Muy pronto, el joven Zimmerman comienza a dominar los rudimentos de la guitarra y la armónica escuchando transmisiones de radio y discos viejos de country y blues. No tarda demasiado en descubrir que tiene un héroe que se llama Woody Guthrie, y que “escuchando sus canciones uno puede aprender a vivir”. Hace su valija, junta 10 dólares y sale a la ruta para hacer dedo, en busca de su maestro. Encuentra a Guthrie abandonado en un asilo de la costa este, y dedica sus días a frecuentarlo, cantarle canciones y escucharlo.
Por entonces ya había decidido al menos dos cosas: por un lado, que debía instalarse en New York; por el otro que, pensando en el poeta galés Dylan Thomas, a partir de entonces y para siempre la gente iba a conocerlo como Bob Dylan. En esos primeros meses del Greenwich Village, el barrio de la bohemia neoyorquina, aprende todo lo que puede, absorbe al mundo como una esponja y, finalmente, entiende que tiene cosas por decir. “Comencé a componer canciones porque necesitaba cantarlas –dijo hace poco-. Y estaban escritas en un idioma que yo jamás había oído”. El mundo supo pronto que ese hombre podía poner en la palma de su lengua lo que todos intentaban decir pero no podían. Son los ’60, los años donde Dylan sintoniza plenamente con el tiempo que le toca vivir, cuando compone canciones que alcanzan estatura de himnos como “Masters of war”, “Times they are a-changin” y “Blowin’ in the wind”.
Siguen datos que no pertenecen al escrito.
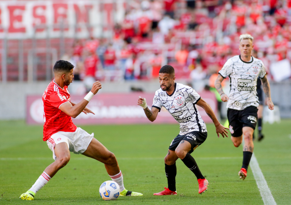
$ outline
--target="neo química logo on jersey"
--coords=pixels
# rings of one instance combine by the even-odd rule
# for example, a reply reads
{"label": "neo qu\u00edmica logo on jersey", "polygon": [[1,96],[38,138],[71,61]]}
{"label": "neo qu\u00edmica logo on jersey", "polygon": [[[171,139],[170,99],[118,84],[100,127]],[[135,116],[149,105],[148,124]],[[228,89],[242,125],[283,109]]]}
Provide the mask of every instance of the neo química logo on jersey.
{"label": "neo qu\u00edmica logo on jersey", "polygon": [[250,91],[256,90],[255,86],[248,87],[248,83],[252,82],[250,79],[238,79],[237,84],[237,89],[239,91]]}

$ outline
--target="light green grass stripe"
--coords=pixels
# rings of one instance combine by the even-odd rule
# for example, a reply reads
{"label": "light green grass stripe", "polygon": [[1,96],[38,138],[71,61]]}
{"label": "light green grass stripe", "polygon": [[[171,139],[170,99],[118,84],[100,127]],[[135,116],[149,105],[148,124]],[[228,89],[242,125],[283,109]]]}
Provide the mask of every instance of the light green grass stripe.
{"label": "light green grass stripe", "polygon": [[263,201],[264,202],[264,204],[266,205],[276,205],[276,202],[268,186],[267,182],[265,179],[265,177],[257,160],[257,158],[254,153],[250,159],[250,165],[253,171],[254,177],[256,180],[258,188],[260,190],[260,193]]}

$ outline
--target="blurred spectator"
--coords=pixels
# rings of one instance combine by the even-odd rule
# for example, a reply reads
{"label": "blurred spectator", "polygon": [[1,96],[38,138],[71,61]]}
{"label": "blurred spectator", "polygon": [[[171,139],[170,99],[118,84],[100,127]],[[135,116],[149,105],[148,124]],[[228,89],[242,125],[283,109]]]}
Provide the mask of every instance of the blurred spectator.
{"label": "blurred spectator", "polygon": [[85,76],[83,81],[87,91],[92,88],[92,85],[96,81],[95,75],[97,71],[98,59],[95,52],[89,51],[88,55],[84,61]]}
{"label": "blurred spectator", "polygon": [[115,69],[115,51],[113,48],[112,44],[110,43],[104,54],[104,69],[113,70]]}
{"label": "blurred spectator", "polygon": [[154,56],[150,60],[150,64],[152,66],[152,78],[156,78],[159,77],[159,71],[162,67],[163,59],[159,51],[155,50]]}
{"label": "blurred spectator", "polygon": [[138,79],[140,73],[140,64],[135,54],[132,53],[125,62],[125,80]]}
{"label": "blurred spectator", "polygon": [[164,1],[165,15],[169,16],[173,19],[175,16],[175,3],[177,0],[163,0]]}
{"label": "blurred spectator", "polygon": [[189,51],[187,49],[187,46],[182,44],[181,47],[181,50],[177,51],[175,55],[175,59],[180,65],[186,65],[189,53]]}

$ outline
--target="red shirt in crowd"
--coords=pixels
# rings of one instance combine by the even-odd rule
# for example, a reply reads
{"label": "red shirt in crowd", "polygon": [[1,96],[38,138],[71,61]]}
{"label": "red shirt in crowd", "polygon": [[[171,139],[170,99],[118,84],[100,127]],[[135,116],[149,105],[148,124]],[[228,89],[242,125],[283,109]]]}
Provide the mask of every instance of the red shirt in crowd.
{"label": "red shirt in crowd", "polygon": [[84,67],[85,68],[86,76],[95,76],[95,73],[98,62],[98,59],[95,54],[87,57],[84,61]]}
{"label": "red shirt in crowd", "polygon": [[65,86],[63,89],[53,80],[51,82],[42,95],[44,141],[59,131],[72,132],[77,129],[71,117],[59,109],[62,105],[70,101],[68,87]]}
{"label": "red shirt in crowd", "polygon": [[115,51],[111,47],[108,47],[104,53],[104,63],[106,65],[114,65],[116,59]]}

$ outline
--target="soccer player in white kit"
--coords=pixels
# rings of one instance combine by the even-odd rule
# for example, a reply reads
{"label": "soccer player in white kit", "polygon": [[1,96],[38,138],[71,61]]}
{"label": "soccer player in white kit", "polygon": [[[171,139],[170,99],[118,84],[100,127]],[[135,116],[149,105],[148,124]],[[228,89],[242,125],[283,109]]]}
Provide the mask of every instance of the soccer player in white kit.
{"label": "soccer player in white kit", "polygon": [[[256,91],[258,77],[261,78],[263,90],[266,95],[267,105],[272,110],[270,85],[266,75],[265,66],[260,60],[251,56],[254,38],[249,34],[239,37],[239,48],[241,54],[230,58],[218,72],[215,88],[221,100],[227,102],[227,118],[229,122],[231,140],[235,147],[242,142],[242,165],[238,172],[240,178],[244,180],[254,150],[253,133],[258,118],[259,100]],[[229,77],[230,90],[228,96],[223,91],[221,82]]]}
{"label": "soccer player in white kit", "polygon": [[139,97],[137,105],[141,106],[148,118],[153,122],[162,106],[164,107],[180,124],[180,132],[170,145],[165,158],[165,170],[168,187],[154,195],[176,195],[176,161],[180,158],[195,175],[199,185],[198,193],[207,190],[208,181],[201,174],[190,154],[203,143],[207,136],[206,125],[196,108],[202,107],[215,125],[217,136],[220,133],[227,137],[225,127],[219,123],[208,105],[192,88],[175,82],[175,71],[171,65],[164,65],[159,71],[160,88],[156,92],[151,110],[148,107],[145,98]]}
{"label": "soccer player in white kit", "polygon": [[72,118],[75,118],[82,112],[95,114],[86,106],[102,88],[100,82],[96,81],[80,102],[77,104],[71,102],[68,86],[73,82],[74,67],[70,62],[62,60],[57,61],[53,66],[54,79],[42,96],[45,121],[43,139],[53,152],[55,161],[19,198],[33,200],[36,192],[69,162],[70,152],[82,154],[104,163],[112,180],[119,185],[121,196],[142,196],[142,194],[124,188],[122,173],[114,154],[94,138],[94,133],[90,135],[73,123]]}

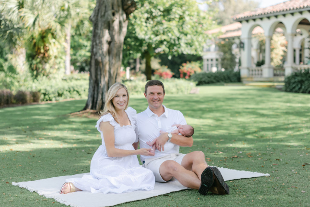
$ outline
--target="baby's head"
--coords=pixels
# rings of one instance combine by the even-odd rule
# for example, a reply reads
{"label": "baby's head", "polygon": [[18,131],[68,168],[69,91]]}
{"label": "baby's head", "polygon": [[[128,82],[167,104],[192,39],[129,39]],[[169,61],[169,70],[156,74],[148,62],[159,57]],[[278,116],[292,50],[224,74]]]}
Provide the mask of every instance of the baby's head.
{"label": "baby's head", "polygon": [[187,137],[191,137],[194,134],[194,128],[188,124],[180,125],[178,127],[178,129],[179,130],[179,132],[182,135]]}

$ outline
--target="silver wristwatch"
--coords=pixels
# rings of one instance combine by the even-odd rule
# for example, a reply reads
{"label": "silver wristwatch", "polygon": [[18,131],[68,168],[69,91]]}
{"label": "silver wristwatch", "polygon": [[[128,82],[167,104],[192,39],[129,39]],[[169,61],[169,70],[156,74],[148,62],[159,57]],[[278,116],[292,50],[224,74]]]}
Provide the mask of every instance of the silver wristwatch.
{"label": "silver wristwatch", "polygon": [[171,140],[171,138],[172,138],[172,135],[171,133],[168,133],[168,140],[167,141],[167,142],[170,142],[170,140]]}

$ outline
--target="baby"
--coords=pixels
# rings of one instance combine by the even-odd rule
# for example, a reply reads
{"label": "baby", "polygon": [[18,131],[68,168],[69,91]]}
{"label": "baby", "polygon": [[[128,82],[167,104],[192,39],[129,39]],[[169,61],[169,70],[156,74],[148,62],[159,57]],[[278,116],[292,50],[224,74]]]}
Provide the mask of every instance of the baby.
{"label": "baby", "polygon": [[[162,131],[159,131],[161,134],[163,133]],[[171,134],[180,134],[182,135],[187,137],[189,137],[193,136],[194,134],[194,128],[193,127],[188,124],[182,125],[181,124],[175,124],[172,126],[172,127],[168,129],[166,132],[170,132]],[[152,142],[147,142],[146,143],[152,147],[152,150],[150,151],[151,152],[154,153],[155,148],[155,143],[156,143],[156,139],[154,139]],[[163,152],[169,151],[172,149],[174,146],[175,144],[171,142],[167,142],[164,145],[165,150]]]}

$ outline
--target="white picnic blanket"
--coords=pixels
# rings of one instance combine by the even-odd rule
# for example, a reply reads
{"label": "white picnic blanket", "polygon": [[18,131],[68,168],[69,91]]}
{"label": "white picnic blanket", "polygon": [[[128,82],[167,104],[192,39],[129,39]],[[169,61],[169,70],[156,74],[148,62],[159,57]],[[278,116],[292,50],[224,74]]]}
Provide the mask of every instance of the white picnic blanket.
{"label": "white picnic blanket", "polygon": [[[269,174],[218,168],[225,181],[270,176]],[[13,185],[26,188],[31,192],[36,192],[46,198],[53,198],[58,202],[67,205],[79,207],[110,206],[188,189],[176,181],[169,183],[156,182],[154,189],[149,191],[138,190],[121,194],[92,193],[90,191],[78,191],[65,194],[59,193],[60,188],[66,179],[81,177],[83,175],[88,174],[61,176],[33,181],[13,182],[12,184]]]}

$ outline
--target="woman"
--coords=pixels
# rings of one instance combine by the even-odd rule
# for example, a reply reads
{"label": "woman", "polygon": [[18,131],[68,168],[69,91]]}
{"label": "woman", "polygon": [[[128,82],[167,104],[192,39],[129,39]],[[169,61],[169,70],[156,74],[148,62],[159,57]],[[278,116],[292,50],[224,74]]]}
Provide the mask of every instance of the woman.
{"label": "woman", "polygon": [[102,116],[96,127],[101,134],[102,144],[91,163],[89,175],[67,179],[60,193],[78,191],[92,192],[121,193],[154,189],[155,178],[151,170],[141,167],[137,155],[154,155],[151,149],[135,150],[138,141],[135,131],[137,112],[128,105],[128,91],[119,83],[108,91]]}

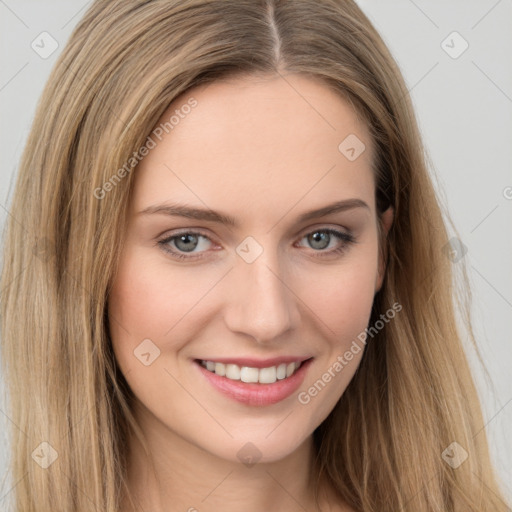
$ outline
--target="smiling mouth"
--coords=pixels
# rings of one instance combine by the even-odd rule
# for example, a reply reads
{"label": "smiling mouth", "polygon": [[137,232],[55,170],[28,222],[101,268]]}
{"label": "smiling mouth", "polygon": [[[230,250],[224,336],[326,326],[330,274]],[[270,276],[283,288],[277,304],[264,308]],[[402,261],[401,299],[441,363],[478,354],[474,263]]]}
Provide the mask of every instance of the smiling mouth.
{"label": "smiling mouth", "polygon": [[[309,359],[307,360],[309,361]],[[291,377],[306,361],[281,363],[267,368],[239,366],[237,364],[220,363],[197,359],[196,362],[208,371],[234,381],[259,384],[273,384]]]}

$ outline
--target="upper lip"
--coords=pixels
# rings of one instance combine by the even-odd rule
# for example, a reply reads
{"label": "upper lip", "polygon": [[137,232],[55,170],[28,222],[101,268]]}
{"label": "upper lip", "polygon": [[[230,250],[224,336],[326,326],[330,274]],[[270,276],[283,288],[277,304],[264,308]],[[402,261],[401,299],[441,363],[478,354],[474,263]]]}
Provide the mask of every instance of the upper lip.
{"label": "upper lip", "polygon": [[283,363],[302,363],[311,359],[311,356],[279,356],[267,359],[256,359],[254,357],[205,357],[200,361],[212,361],[214,363],[236,364],[240,367],[248,366],[250,368],[269,368],[279,366]]}

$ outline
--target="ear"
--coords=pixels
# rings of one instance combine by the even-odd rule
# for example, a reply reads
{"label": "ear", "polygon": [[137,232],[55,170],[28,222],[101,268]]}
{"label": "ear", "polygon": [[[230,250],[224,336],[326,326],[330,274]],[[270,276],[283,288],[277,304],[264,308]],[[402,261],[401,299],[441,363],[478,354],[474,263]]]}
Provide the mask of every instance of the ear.
{"label": "ear", "polygon": [[389,229],[393,224],[393,219],[395,216],[395,210],[392,206],[390,206],[381,216],[380,219],[380,240],[379,240],[379,270],[377,273],[377,279],[375,280],[375,293],[377,293],[382,286],[384,281],[384,276],[386,274],[386,266],[387,266],[387,246],[386,246],[386,238],[388,236]]}

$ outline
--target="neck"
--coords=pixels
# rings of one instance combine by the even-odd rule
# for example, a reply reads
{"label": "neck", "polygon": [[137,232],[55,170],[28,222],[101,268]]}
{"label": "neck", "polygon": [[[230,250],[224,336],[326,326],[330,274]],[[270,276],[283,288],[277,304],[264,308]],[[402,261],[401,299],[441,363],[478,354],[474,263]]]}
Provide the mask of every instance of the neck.
{"label": "neck", "polygon": [[[135,506],[125,497],[122,512],[320,510],[314,494],[312,436],[281,460],[248,466],[238,460],[221,459],[170,431],[156,418],[142,416],[136,418],[155,471],[140,441],[132,436],[128,486]],[[325,502],[323,492],[319,495],[319,501]]]}

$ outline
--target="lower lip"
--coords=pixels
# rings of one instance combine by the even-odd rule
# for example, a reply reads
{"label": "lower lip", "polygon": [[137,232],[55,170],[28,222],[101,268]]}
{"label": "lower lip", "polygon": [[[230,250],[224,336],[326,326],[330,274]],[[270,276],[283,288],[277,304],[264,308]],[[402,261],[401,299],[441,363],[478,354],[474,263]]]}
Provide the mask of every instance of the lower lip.
{"label": "lower lip", "polygon": [[288,398],[294,391],[297,391],[304,382],[306,372],[312,361],[312,359],[304,361],[291,377],[278,380],[272,384],[231,380],[207,370],[197,361],[194,361],[194,365],[199,368],[199,371],[206,377],[208,382],[225,396],[246,405],[264,406],[280,402]]}

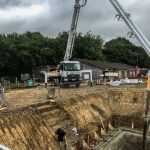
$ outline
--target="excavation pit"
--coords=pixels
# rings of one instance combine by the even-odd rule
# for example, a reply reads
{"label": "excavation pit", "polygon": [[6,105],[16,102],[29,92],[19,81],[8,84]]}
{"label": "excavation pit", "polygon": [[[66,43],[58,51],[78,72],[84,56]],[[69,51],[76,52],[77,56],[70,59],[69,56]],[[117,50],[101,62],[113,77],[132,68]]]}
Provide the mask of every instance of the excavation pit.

Los medios, el público y sus colegas hablan de Dylan como la ‘voz de una generación’, pero él no está dispuesto a ser atrapado tan fácilmente. En el tradicionalista festival Newport de folk estrena su propuesta eléctrica, y los fanáticos más recalcitrantes muestran su disgusto abucheando al nuevo Dylan. Poco después, la legendaria noche del 17 de mayo de 1966, un espectador indignado le grita “¡Judas!”. Dylan responde: “No te creo... eres un mentiroso”. Gira, enfrenta a su banda y, encendido, les ordena “¡Toquen lo más fuerte que puedan!”. Y así fue.
Luego vino un accidente de moto que lo alejó del mundo público. Luego vinieron incursiones en la raíz más honda de la música de su pueblo que, en su caso, jamás fueron retrocesos. Mejor eso de un paso atrás, un paso atrás para poder dar un gran salto.

¡SALVADO!
A mediados de los ’70, y después de una monstruosa gira carnavalesca llamada The Rolling Thunder Review, un doloroso divorcio, una película burlada y algunos discos ignorados, Bob Dylan venía de capa caída. Cierta noche de entonces, en 1978, durante un concierto que pudo ocurrir en San Diego, alguien entre el público arrojó al escenario una cruz de plata. Dylan se inclinó a recogerla y allí, en el pestañeo de esa epifanía, tuvo lugar su conversión al cristianismo. Como cada cosa que hace, que hizo Dylan, fue hasta el fondo. Se unió a la Vineyard Church of Christianity -un grupo fundamentalista cristiano donde leía cuatro días por semana la Biblia-, grabó tres discos donde aullaba estar ¡Salvado!, y supo salir al escenario con una Biblia en las manos, dispuesto a mandar al infierno a todos los pecadores.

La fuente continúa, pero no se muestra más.